On the positive side, it sounded like a great route - "One of the finest
in the dolomites", it proclaimed. Sounded like a good one! We planned
to climb the ferrata, then hike to a high-altitude alpine rifugio - the
Rifugio Rosetta, where we would stay the night. This was to be the
first of hopefully several stays in mountain rifugios over the duration
of our vacation.
Based on my guidebook's
recommendations, I had strongly suggested that we bring crampons and an ice
ax, for there was supposed to be the possibility of steep snowfields on
the descent route (this caused much grumbling on the part of people who
don't like carrying extra weight).
S. Martino Chairlift
Quickly packing up and heading to the bottom of the Colverde-Rosetta
chairlift system, we arrived shortly after 8am. There was a large pack
of what looked like schoolkids, perhaps out on some sort of summer field
trip. They didn't look like they had any climbing gear, so we weren't
too worried about them clogging up our climbing route.
If we'd been a bit more forward-thinking, we might have guessed where
they were headed: the Rifugio Rosetta - and our ultimate destination for
the day, too.
After being whisked to the mid-point of the lift system (at Colverde),
we immediately started on the steep path that leads up to the base of
the climbing route.
We were close to the wall now, and it loomed up
high and flat above us. I scanned back and forth across the wall,
trying to discern the path of the approach scramble, and the path of the
ferrata itself. Wasn't possible from this distance. There were a few
other ferrata climbers ahead of and behind us on the trail, and I hoped
that we wouldn't get stuck holding anybody else up. I really dislike
having to hold others up.
Soon we'd arrived at the start of the route, marked by a big iron
plaque. Our guidebook said we had 35 to 40 minutes of exposed
scrambling ahead of us, and again I'm hoping that this is the type of exposed
scrambling that I'm comfortable with, rather than the other type.
The scrambling portion turned out to be a climb up a steep (but less
steep than the wall out of which it juts) prow of rock. It is
definitely class 4 (north american class 4) scrambling at first, but the
holds are excellent and the rock is sound. Higher up, much of the
scrambling is actually just steep hiking, albeit with a bit of airiness.

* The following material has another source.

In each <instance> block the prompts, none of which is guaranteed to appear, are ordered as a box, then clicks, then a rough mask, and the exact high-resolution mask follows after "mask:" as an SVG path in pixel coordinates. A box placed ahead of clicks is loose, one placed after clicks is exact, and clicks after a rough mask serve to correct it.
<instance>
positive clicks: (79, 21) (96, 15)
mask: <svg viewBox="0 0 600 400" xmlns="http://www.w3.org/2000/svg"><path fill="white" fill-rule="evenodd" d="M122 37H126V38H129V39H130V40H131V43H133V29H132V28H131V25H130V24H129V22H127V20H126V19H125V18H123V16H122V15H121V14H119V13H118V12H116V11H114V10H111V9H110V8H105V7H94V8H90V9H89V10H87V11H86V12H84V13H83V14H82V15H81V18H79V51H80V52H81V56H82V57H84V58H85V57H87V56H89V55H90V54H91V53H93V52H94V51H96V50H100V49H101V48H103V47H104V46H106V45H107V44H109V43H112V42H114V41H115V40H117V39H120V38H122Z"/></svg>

After about 30 minutes of this, I relaxed, because it was obvious that
this was the type of scrambling that I am (and apparently, all of our
group) quite comfortable with. My mind was able to dial in an increase
in the brain-to-guidebook calibration: *that* particular type of
exposed scrambling description would now worry me much less if I came
across it again in a future description.
After about an hour of scrambling upwards, we reached the start of the
wires. This was where the fun started! The route led up, steeply but
not vertically, over very sound rock.
The view back down
The quality of the rock was
fantastic, with good little knobs of climber-worn polished dolomite to
use as hands and footholds. Overall it is a very airy and exposed
climb, but not consistently so - there are places along the climb up the
wall that are much less exposed. About halfway up, by my guesstimate,
is the best part of the route - a rising leftward traverse that was
distinctly steeper and more exposed, but still with excellent holds.
Down at the start of the climb, I had decided to try and see if I could
climb this route 'free' - meaning, using the wire only for protection,
and climbing entirely on the rock. I was quite pleased that I was in
fact able to do this, even on the crux section of the route. What a
great way to practice climbing without all of the usual encumbrances.
View from the wires
With all of my worries about the difficulties of this 'serious' route
fading away, I thoroughly enjoyed this climb.
Pu, too, was beside himself as the beauty of the Pale revealed itself to us, and he was also
having a ton of fun climbing on this excellent rock.